The Captive Cardinal

 
Titre original
  Le Cardinal prisonnier


© William Collins Sons
and Co.
  Titre de la traduction The Captive Cardinal
Éditeur William Collins Sons and Co., Ltd.
Lieu d'édition Londres, Grande-Bretagne
Année de l'édition 1964
Année du copyright 1962 (Julliard), 1964 (Collins et Doubleday & Co.)
Langue Anglais
Genre Roman
 
Présentation du livre par l'éditeur

It is in 1976, and apart from America, Canada and Britain the entire world is communist. War is a thing of the past, and has been replaced with peaceful coexistence. A new American Ambassador and his wife arrive in Budapest, bringing with them the Ambassadress's brother – Harry Morton, a scholar. Morton knows he has only a short time to live, and he has come to Budapest with his one remaining purpose of meeting the Hungarian cardinal who for twenty years has been a voluntary prisoner in the American Embassy and of helping the cardinal to escape to America. Morton sees the cardinal as the representative of the European civilisation which he feels his own countrymen have shamefully abandoned, and he hopes, by making it possible for the cardinal to escape, to make his own death worth while. The cardinal will not hear of the scheme and at first refuses even to talk to Morton. But as the days pass, their relationship becomes intimate, and a strong bond of affection and mutual respect grows between them. Which of them will convince the other, in the end ?

In the poignant confrontation of Morton and the cardinal, Christine Arnothy portrays the tragedy of a whole epoch.
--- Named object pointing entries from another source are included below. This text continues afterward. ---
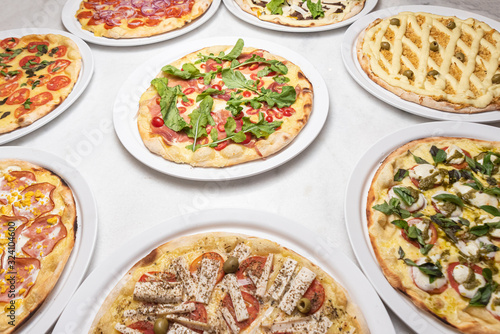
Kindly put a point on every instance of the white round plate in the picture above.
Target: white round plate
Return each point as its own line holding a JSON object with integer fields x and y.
{"x": 84, "y": 305}
{"x": 86, "y": 233}
{"x": 355, "y": 213}
{"x": 353, "y": 67}
{"x": 80, "y": 85}
{"x": 127, "y": 105}
{"x": 249, "y": 18}
{"x": 73, "y": 25}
The story hardly ever moves outside the American Embassy; but within the embassy we meet a rich variety of characters apart from Morton and the cardinal : the Ambassadress, frivolous and bored; Tche Tu, first secretary of the embassy, though known to be a communist; Ilona, the delightful young Hungarian woman who holds in her heart all the rich heritage of an ancient race; Janos, the faithful old peasant servant of the cardinal; and always,in spirit, the whole Hungarian people, for whom the cardinal has long been a symbol and a figure of legend.